AI Agent Observability with Streaming SQL
AI agent observability tracks agent behavior, performance, and decision quality in real time. Streaming SQL monitors agent actions, latency, error rates, and tool usage as events flow through the system — enabling real-time debugging and optimization.
| Metric | SQL Pattern | Alert Threshold |
| Agent latency | AVG(response_time) per agent | > 5 seconds |
| Error rate | COUNT(errors) / COUNT(total) | > 5% |
| Tool call frequency | COUNT per tool per minute | Sudden spikes |
| Token usage | SUM(tokens) per hour | > budget threshold |
| Hallucination rate | COUNT(flagged) / COUNT(total) | > 2% |
Monitoring Agent Behavior
CREATE MATERIALIZED VIEW agent_metrics AS
SELECT agent_id, model_name,
COUNT(*) FILTER (WHERE ts > NOW()-INTERVAL '5 minutes') as requests_5min,
AVG(response_time_ms) FILTER (WHERE ts > NOW()-INTERVAL '5 minutes') as avg_latency_5min,
COUNT(*) FILTER (WHERE status='error') / NULLIF(COUNT(*), 0)::DECIMAL as error_rate,
SUM(total_tokens) FILTER (WHERE ts > NOW()-INTERVAL '1 hour') as tokens_1h
FROM agent_events GROUP BY agent_id, model_name;
Agent Debugging
When an agent produces a bad response, streaming SQL helps trace back: what context did it receive? Which tools did it call? What was the latency at each step? Materialized views over agent event streams answer these questions in real time.

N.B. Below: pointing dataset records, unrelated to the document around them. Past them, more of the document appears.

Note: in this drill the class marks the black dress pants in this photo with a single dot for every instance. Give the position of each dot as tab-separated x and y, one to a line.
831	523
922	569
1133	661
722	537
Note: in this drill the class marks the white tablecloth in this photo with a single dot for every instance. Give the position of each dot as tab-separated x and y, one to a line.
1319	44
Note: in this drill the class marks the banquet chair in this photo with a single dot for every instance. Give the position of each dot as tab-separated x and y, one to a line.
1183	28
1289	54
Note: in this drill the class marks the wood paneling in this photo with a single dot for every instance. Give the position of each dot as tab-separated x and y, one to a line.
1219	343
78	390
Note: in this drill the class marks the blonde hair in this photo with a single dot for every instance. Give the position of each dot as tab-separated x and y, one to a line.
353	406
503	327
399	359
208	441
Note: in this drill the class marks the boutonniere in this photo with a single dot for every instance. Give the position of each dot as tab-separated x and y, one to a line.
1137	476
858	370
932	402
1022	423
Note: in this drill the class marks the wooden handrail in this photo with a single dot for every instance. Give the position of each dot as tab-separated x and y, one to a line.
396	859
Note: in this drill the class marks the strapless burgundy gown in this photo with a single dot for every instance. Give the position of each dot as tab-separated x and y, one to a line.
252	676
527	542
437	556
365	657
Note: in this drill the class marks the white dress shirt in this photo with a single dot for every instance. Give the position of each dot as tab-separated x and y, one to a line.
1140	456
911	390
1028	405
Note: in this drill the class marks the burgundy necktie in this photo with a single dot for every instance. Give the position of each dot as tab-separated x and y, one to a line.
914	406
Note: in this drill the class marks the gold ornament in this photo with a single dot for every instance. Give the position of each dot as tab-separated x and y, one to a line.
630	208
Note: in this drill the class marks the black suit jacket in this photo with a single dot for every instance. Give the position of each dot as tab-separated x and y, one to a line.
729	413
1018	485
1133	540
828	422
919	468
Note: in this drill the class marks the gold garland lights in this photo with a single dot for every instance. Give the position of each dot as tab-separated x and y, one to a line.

Frequently Asked Questions
Why monitor AI agents with streaming SQL?
AI agents make autonomous decisions. Without real-time observability, you can't detect when an agent is hallucinating, using excessive tokens, or experiencing latency spikes. Streaming SQL provides continuous monitoring without separate observability infrastructure.
What metrics should I track for AI agents?
Latency (response time), error rate, token usage, tool call patterns, hallucination rate, and user satisfaction. All can be computed as streaming SQL materialized views.